WJWJ studios close for financial reasons

Published: February 2, 2012 

The WJWJ tower at the Technical College of the Lowcountry.

Jonathan Dyer, The Beaufort Gazette

After about 40 years of serving Beaufort County, the ETV Lowcountry WJWJ 16 office has closed.

The station will still transmit state ETV programming over the airwaves, but it will no longer produce local content. The last two jobs at the office were eliminated Thursday, casualties of lean times for public television, according to South Carolina ETV President Linda O'Bryon.

"We have had other reductions over the past year because of our overall state funding, but there has not been another facility like this that we have closed," O'Bryon said.

The public education network is mainly funded by the state, donations and an endowment. Operations have been cut back for the last several years -- the station's local newscast ceased long ago -- as funding evaporated.

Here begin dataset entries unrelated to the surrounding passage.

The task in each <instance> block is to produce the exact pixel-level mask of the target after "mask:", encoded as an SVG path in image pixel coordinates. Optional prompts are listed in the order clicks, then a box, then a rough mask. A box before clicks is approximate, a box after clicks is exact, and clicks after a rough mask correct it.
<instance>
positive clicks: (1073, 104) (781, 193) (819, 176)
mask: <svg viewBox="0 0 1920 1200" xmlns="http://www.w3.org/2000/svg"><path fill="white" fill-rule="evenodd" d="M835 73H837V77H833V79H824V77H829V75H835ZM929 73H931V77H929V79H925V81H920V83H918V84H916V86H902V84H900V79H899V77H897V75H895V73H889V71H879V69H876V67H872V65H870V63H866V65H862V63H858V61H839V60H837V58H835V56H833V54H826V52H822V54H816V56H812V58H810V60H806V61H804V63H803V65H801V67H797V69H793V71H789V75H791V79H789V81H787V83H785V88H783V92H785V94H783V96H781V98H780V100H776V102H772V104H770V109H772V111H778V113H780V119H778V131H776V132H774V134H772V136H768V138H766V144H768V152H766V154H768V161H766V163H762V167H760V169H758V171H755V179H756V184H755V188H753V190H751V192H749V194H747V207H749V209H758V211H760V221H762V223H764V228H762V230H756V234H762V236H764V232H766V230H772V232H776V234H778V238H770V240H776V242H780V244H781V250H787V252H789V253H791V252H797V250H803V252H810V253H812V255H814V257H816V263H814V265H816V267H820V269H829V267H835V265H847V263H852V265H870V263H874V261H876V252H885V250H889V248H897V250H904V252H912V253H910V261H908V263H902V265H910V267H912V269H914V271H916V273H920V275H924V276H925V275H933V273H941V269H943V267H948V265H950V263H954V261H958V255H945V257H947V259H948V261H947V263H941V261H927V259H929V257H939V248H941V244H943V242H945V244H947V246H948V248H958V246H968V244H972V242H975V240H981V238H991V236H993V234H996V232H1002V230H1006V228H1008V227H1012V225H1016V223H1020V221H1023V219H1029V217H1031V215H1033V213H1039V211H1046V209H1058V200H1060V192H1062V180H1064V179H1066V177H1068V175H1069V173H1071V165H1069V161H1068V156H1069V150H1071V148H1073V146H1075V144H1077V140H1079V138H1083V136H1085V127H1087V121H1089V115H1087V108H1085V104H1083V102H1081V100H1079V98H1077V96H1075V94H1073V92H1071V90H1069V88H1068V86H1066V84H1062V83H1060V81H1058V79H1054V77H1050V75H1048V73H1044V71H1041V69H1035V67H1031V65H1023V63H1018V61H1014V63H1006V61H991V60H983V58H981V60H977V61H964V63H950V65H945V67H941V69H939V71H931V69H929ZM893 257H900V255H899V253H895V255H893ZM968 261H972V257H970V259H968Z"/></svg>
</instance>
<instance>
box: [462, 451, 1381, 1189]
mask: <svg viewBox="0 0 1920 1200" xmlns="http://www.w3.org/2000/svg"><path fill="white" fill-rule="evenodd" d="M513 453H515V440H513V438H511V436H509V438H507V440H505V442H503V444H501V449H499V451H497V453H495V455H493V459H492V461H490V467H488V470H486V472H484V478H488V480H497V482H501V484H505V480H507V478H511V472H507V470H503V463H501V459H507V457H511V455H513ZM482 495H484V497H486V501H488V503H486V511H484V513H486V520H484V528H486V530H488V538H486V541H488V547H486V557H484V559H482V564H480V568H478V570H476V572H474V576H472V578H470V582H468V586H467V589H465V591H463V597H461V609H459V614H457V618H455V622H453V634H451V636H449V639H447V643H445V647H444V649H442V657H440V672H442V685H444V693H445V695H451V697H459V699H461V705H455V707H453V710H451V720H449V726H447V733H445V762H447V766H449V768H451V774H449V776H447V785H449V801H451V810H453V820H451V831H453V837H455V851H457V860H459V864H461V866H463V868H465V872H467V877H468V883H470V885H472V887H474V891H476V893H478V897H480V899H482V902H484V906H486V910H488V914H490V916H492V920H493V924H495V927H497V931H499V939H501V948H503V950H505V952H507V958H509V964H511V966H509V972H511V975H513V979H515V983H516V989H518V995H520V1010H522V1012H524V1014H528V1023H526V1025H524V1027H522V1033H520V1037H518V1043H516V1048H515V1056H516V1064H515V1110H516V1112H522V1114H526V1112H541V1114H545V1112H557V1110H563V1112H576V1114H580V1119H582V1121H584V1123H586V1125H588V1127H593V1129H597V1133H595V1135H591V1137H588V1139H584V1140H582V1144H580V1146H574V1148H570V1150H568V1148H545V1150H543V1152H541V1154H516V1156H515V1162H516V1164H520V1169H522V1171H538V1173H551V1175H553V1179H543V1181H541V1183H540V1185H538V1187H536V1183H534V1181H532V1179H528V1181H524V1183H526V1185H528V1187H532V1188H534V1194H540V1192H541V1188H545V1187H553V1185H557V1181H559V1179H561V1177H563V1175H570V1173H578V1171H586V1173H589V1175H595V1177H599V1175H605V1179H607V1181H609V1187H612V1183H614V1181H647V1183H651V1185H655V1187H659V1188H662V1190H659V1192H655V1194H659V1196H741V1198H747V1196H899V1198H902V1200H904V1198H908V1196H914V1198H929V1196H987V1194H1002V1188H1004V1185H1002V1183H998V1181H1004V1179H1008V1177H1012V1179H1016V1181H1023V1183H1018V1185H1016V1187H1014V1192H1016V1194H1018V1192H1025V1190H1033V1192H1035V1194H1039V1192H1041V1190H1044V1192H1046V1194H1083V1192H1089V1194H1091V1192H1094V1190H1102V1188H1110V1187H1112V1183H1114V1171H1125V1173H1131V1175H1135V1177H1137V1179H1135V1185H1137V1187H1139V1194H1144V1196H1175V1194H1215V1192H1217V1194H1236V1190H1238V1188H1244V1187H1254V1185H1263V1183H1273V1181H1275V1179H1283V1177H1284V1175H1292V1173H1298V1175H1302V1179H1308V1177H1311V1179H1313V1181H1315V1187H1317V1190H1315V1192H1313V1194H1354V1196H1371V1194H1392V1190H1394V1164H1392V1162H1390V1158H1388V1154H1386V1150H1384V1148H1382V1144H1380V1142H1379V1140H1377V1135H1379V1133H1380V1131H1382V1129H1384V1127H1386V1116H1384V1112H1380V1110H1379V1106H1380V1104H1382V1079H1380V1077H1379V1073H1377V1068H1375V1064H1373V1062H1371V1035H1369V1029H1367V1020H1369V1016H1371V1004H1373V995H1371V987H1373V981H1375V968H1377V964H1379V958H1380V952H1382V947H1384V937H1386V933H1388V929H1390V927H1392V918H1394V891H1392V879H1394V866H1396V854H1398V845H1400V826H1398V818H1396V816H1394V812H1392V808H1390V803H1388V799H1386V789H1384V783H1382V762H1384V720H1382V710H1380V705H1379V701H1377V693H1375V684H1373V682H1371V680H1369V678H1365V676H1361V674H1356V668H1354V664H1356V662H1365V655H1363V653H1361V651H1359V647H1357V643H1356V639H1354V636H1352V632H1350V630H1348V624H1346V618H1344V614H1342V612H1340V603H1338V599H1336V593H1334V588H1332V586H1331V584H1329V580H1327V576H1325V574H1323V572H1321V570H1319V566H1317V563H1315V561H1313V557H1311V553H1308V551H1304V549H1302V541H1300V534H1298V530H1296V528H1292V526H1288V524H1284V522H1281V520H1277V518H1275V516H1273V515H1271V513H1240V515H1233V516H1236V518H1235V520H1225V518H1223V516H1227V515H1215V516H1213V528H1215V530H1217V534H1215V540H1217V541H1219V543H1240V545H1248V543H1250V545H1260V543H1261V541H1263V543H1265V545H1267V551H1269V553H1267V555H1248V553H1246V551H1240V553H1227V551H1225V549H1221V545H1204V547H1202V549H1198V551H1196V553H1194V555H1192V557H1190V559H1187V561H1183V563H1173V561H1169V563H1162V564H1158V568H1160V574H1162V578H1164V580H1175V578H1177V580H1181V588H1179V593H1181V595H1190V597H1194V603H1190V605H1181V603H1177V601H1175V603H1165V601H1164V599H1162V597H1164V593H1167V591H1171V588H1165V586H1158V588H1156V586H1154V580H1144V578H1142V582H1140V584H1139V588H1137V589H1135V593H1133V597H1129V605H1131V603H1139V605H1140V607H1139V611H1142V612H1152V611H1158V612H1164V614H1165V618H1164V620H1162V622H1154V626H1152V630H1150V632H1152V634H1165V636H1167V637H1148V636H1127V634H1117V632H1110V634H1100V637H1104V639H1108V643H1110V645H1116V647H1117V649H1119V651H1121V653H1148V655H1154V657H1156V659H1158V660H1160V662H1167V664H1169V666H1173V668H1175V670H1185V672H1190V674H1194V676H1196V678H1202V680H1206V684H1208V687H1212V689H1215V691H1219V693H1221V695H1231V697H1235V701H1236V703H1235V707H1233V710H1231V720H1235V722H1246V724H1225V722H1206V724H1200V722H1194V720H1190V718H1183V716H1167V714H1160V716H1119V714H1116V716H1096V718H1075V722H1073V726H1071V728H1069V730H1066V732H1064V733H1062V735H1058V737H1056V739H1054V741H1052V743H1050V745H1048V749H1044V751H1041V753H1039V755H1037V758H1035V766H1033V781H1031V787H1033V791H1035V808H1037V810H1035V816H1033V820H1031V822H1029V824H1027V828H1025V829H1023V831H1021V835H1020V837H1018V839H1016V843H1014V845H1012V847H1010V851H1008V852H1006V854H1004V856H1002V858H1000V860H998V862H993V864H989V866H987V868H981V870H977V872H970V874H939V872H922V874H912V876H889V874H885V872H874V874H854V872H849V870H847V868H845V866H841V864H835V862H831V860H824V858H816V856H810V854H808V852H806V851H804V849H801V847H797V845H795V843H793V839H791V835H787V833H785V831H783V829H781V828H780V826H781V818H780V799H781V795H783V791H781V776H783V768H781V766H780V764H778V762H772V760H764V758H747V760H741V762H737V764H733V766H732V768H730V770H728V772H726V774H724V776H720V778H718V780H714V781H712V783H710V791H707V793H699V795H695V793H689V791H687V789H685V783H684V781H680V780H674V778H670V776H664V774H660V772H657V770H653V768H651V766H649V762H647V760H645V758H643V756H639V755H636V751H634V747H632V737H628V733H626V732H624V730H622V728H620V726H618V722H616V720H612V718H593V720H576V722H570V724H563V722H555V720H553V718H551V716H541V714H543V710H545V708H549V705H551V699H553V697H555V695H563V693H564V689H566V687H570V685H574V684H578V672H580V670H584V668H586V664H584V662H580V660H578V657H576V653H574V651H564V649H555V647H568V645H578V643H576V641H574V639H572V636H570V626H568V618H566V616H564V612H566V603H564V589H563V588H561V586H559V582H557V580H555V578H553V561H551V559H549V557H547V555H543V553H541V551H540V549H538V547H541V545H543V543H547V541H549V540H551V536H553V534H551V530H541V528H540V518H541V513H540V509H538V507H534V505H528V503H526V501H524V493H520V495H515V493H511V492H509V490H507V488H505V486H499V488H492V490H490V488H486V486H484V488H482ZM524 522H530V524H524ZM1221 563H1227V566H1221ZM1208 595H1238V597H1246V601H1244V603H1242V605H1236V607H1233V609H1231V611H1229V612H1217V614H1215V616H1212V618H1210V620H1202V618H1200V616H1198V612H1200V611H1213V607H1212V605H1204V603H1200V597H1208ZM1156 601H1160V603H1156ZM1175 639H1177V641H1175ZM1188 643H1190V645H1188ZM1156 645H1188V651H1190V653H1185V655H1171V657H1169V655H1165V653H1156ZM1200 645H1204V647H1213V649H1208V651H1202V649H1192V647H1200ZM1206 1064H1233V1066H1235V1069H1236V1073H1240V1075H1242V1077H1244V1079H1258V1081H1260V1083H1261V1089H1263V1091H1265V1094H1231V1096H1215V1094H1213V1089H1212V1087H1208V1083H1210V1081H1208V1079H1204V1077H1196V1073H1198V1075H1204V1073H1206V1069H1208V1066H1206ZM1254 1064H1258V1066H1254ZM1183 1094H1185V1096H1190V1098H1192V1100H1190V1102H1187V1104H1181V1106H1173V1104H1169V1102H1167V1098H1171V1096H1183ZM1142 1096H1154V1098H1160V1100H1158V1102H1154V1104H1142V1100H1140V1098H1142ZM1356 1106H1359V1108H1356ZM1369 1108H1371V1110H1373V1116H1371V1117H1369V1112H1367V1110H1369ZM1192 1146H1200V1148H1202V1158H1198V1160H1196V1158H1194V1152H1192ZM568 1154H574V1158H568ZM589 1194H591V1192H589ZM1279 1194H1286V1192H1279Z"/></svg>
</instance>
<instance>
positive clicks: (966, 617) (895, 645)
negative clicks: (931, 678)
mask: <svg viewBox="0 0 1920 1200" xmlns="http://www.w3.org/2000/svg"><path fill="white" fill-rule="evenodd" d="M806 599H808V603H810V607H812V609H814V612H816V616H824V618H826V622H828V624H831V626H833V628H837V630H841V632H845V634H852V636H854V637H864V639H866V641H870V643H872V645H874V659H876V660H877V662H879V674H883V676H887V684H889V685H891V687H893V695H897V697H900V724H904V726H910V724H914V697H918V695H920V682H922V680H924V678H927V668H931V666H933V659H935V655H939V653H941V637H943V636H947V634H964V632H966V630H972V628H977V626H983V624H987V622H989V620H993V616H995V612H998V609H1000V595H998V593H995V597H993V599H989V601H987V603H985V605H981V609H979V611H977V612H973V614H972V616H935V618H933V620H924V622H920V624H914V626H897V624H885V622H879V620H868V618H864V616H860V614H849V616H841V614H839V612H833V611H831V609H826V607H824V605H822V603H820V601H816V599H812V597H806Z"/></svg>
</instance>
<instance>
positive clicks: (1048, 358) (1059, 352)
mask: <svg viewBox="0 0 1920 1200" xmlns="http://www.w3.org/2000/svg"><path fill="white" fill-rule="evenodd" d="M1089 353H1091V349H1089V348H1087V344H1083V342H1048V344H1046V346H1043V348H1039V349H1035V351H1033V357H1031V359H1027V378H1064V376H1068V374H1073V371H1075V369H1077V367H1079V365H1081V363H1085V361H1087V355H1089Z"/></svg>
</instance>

Executives chose to close the WJWJ studio because, unlike most of the other locations, it does not create additional revenue from programs such as media classes, O'Bryon said.

"In other locations, we have revenues that are coming in to offset the costs, and in this area we just didn't have the revenues and we had to make some hard decisions," O'Bryon said.

The WJWJ studio at 925 Ribaut Road, on the Technical College of the Lowcountry campus, was built in the 1970s, she said. It costs about $180,000 annually to operate, said Rob Schaller, ETV communications director.

WJWJ transmits over the airwaves on Channel 44, and it will continue to carry ETV programming, O'Bryon said. If opportunities arise for local stories and news, the company will send employees to the area.

The WJWJ employees had been participating in community events and activities and worked with the content team in Columbia on statewide stories, she said. The two remaining employees were Operations Manager Scott Johnson and Mike Milburn, according to WJWJ's website.

S.C. ETV has 11 TV transmitters, eight radio frequencies and a multimedia educational system in more than 2,500 schools, colleges, businesses and governments, according to its website.

The company owns the office in Beaufort and might rent it out, O'Bryon said.

"We very much appreciate working in the Beaufort community, and we hope that we'll be able to find ways to come back in a different way," she said.